Long before that, in 2007, some blue-blazered US Treasury officials went on a tour of private banks in the City of London to warn them that any dealings with Iranians would incur US displeasure. Their threat – never carried out – was that the US Treasury would invoke its power to ban US business with any British bank it cared to earmark for such punishment by means of its powers under the USA PATRIOT Act 2001. They threatened to do this to banks, oil shippers and brokerage companies if they continued to handle Iranian currency, process letters of credit that involved Iran, have anything to do with Iranian shipping, and generally do business with that republic.

Various private bankers complained to the Financial Services Authority, which has since been split into two distinct successor bodies, the Financial Conduct Authority and the Prudential Regulatory Authority, with the latter overseen by the Bank of England. The FSA, far from rushing to their defence and asking the US Treasury to cease such an unprecedented intrusion into the City’s affairs, cravenly did nothing and indeed would not talk about it. This being what some considered to be a supine dereliction of duty led the FSA to be pilloried by the British press and by Conservative politicians such as Kenneth Clarke, the former justice secretary, before its ignominious abolition.

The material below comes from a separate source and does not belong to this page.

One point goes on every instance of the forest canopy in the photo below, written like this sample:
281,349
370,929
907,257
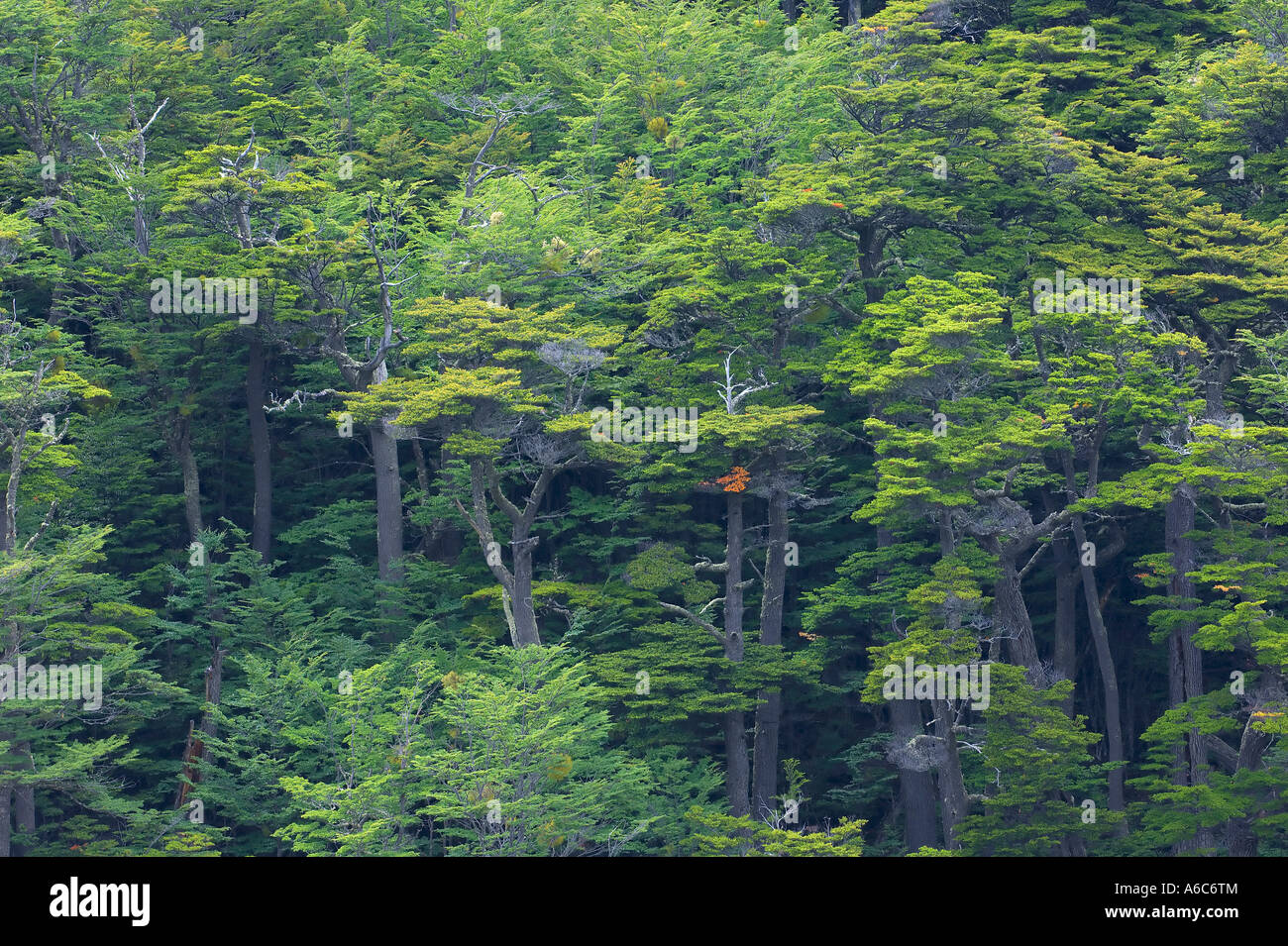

As Rowan Bosworth-Davies, an ex-policeman who performs compliance “health-checks” for banks, stated at the time, there is a legal remedy for such behaviour, which s21 Theft Act 1968 classifies as blackmail. According to s21(1) a person commits an offence if, with a view to gain for himself or another or with intent to cause loss to another, he makes any unwarranted demand with menaces. The demand is unwarranted unless he makes it in the belief (a) that he has reasonable grounds for making it; and (b) that the use of the menaces is a proper means of reinforcing the demand. Section 21(2) says that it is also immaterial whether the menaces relate to action to be taken by the person who makes the demand.

Courts interpret the word "menace" to mean something much wider than "threat". It covers any warning of any consequence known to be considered unpleasant by the intended victim. Bosworth-Davies concluded that any attempt to coerce British banks into cutting off their business with Iranian banks or other entities was “a menace” to those entities and indeed potentially to the profits of the British banks themselves. The perpetrator of such menacing behaviour faces a custodial sentence of 14 years under the Act, although a non-violent menace is unlikely to warrant that.

Any private banker who receives such visits from such officials in future would be within his rights to offer each of them a cup of tea, excuse himself from the meeting room, and call the police. The average police response time in the UK is officially six minutes but in reality almost double that. Perhaps two cups would be in order.